19 июня 1927 г. газета «Известия» опубликовала статью академика В.М. Бехтерева «О создании Пантеона в СССР». Идея была, мягко говоря, неординарной: «Пантеон, который могла бы создать Советская Россия… явился бы собранием консервированных мозгов, принадлежащих вообще талантливым лицам, к каким бы областям деятельности они ни относились». Воплотить на практике инициативу Бехтерева должен был особый комитет, «которому было бы предоставлено право назначать и осуществлять вскрытие и консервирование мозгов замечательных деятелей в области политики, науки, искусства и общественности по всему СССР в целях создания в будущем музея-хранилища мозгов этих деятелей».
Мысли Бехтерева упали на благодатную почву: его поддержали многие учёные, в том числе и те, кто с 1925 г. изучал мозг В.И. Ленина под руководством известного немецкого анатома и невролога О. Фогта. Не пора ли переходить к следующему этапу – систематическому изучению архитектоники мозга других выдающихся людей, сравнению строения мозговой структуры представителей различных рас и этнических групп? Быть может, удастся найти то, что делает гениев гениальными? Проект учёных-энтузиастов заинтересовал сталинское политбюро (кто же откажется от возможности «серийного производства» гениев!). Так, в 1928 г. в Москве появился Институт мозга, которому предстояло стать одним из ведущих научных учреждений СССР. Он занял «терем» на Большой Якиманке, а Институт переливания крови переехал в другое московское здание.
Выступая на открытии Института мозга, О. Фогт доложил собравшимся о результатах исследования мозга В.И. Ленина: сделано свыше 30 тыс. срезов, выявлено резкое отличие его структуры от мозга обычных людей. По словам докладчика, «у Ленина пирамидальные клетки были развиты значительно сильнее; соединявшие их ассоциативные волокна были гораздо многочисленнее». О докладе немецкого нейролога в восторженных тонах писала газета «Правда».

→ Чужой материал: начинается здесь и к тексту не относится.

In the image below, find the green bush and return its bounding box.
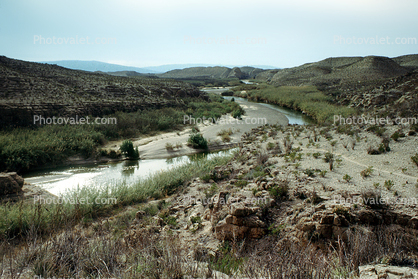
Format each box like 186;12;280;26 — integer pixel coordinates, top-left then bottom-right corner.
187;133;208;149
231;106;245;118
240;84;355;123
411;153;418;167
120;140;139;159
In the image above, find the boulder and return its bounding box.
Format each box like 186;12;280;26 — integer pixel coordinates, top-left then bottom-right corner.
0;172;24;196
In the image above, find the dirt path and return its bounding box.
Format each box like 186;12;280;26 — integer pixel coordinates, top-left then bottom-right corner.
304;149;418;182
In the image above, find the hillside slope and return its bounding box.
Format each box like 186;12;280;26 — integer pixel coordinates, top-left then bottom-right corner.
158;66;263;79
256;56;412;86
0;56;204;127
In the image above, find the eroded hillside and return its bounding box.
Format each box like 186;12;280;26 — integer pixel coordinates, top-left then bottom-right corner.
0;56;205;126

Вскоре особняк на Большой Якиманке стал хранилищем мозга Ленина и ещё нескольких десятков экземпляров - «элитных» мозгов (А. Богданова, наркомов А.Цюрупы и И. Скворцова-Степанова) и «рядовых» образцов мозга людей разных национальностей. Каждый из них сначала фотографировали, затем - создавали муляж. Далее разделяли мозг на части, делая новые снимки и муляжи. Лишь после этого с помощью микротома разрезали каждую часть на тысячи слоёв толщиной в один микрон, тщательно изучая их под микроскопом. В итоге учёным так и не удалось разгадать тайну гениальности, зато на вопрос о влиянии расы и национальности на интеллект был дан однозначный ответ – ни малейшего влияния.

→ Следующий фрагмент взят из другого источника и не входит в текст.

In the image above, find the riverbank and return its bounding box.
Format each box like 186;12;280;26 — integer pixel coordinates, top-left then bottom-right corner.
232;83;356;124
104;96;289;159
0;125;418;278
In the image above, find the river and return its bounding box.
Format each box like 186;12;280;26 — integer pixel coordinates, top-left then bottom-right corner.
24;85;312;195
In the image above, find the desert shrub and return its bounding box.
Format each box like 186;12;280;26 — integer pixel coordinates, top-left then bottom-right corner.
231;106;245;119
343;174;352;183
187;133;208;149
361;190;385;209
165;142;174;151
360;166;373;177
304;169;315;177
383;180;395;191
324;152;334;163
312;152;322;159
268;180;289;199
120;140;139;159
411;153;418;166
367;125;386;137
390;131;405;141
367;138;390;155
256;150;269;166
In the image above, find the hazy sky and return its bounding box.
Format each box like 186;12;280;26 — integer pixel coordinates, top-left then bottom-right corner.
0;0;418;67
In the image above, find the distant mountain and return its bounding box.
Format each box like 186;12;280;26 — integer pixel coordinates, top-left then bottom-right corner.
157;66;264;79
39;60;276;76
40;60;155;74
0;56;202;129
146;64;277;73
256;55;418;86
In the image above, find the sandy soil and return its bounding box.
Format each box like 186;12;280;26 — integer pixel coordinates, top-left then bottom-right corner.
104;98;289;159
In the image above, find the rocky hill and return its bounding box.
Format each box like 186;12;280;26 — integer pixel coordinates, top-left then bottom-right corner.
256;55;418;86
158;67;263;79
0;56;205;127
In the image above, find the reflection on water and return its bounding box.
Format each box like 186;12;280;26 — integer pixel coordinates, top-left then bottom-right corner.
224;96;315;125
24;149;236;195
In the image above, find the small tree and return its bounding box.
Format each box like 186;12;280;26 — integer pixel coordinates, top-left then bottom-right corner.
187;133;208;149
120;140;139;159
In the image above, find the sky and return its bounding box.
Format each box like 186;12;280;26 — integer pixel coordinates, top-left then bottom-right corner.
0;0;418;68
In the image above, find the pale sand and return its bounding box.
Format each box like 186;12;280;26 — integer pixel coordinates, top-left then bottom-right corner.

В 1930-е гг. о работе Института мозга писали всё меньше, и, наконец, вовсе прекратили о ней упоминать. Между тем, «пантеон» на Большой Якиманке продолжал пополняться: в распоряжении учёных оказались мозги партийной элиты - С. Кирова, В. Куйбышева, Н. Крупской, А. Луначарского; творческой интеллигенции - М. Горького, А. Белого, В. Маяковского; ученых – И. Мичурина, И. Павлова, К. Циолковского. Мнением родственников об изъятии мозга обычно не интересовались. «Коллекция» активно пополнялась и в последующие десятилетия, но наш рассказ ограничивается 1938 годом, когда Институт мозга покинул «терем», уступив его посольству Франции.
Остаётся добавить, что в 2010 г. здание отреставрировали, оно стало лауреатом конкурса московского правительства на лучший проект в области сохранения и популяризации объектов культурного наследия в номинации «За лучший проект реставрации». В наши дни особняк на Большой Якиманке по праву считается одним из самых ярких шедевров московской архитектуры XIX столетия.